Andrew Webster, Northern Powergrid (UK): ‘Household electricity use will grow significantly as electric vehicles and heat pumps become mainstream, increasing demand on the network. Mobile games offer a fun solution to help manage this demand, rewarding our customers for reducing their consumption at peak periods.’

Demand response is currently promising, but eventually there will be no more peaks to shave or valleys to fill. Beware of investments that rely on a long-term market for demand response.

[98] Infrastructure cannot be smart without proper management

The context of this tweet is the EU’s goal to replace at least 80% of electricity meters with smart metering systems by 2020.

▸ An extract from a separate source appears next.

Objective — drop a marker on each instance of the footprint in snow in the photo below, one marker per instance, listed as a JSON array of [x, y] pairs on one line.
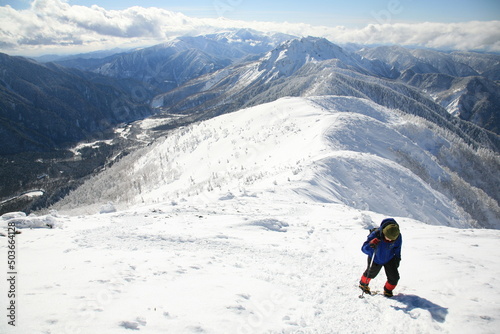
[[133, 325]]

However, consumers must be actively encouraged to use them. This involves effective and ongoing consumer education to encourage them to make the most of the opportunities arising out of smart meter data. This requires much better communication by governments, retailers, networks, consumers and community organisations as part of the smart meter rollout.

[97] Trust but verify

According to Ecofys, the European Commission’s impact assessment of 2030 energy efficiency targets currently only takes a private and short-term perspective to assess the financial impacts. It does not take into account the role of public policy making in reducing market barriers and changing market designs.

They consider that a cost-benefit analysis is the appropriate way forward. An example of such a cost-benefit analysis, using the Commission’s available data, shows that energy bill savings resulting from energy efficiency targets of up to 40% could exceed the costs of upfront investment.

[96] Beyond technico-economic analysis

The reason why the classic ‘technico-economic’ approach is not working optimally is because investments in energy efficiency result in more than a reduction of energy consumption. They also lead to a variety of non-energy benefits.

These include improved product quality, reduced production time, improved health and well-being, reduced environmental footprint etc.

Integrating the multiple energy and non-energy benefits of energy efficiency significantly improves the business case of energy-efficiency investments in the business sector by raising their strategic and financial attractiveness.

[95] Regulation creates markets, but it also closes them

Primary energy factors deliver important signals to the markets, act as key drivers for sector coupling, and incentivise certain technologies and fuels while discouraging others.

PEF calculation methods can lead to (un)intended promotion of fossil fuels over renewable sources.

Within the EPBD, a proper PEF calculation is essential to produce a meaningful energy performance certificate.

Due to the increasing share of (especially non-combustible) renewable power, total primary energy gradually loses its function as an efficiency indicator.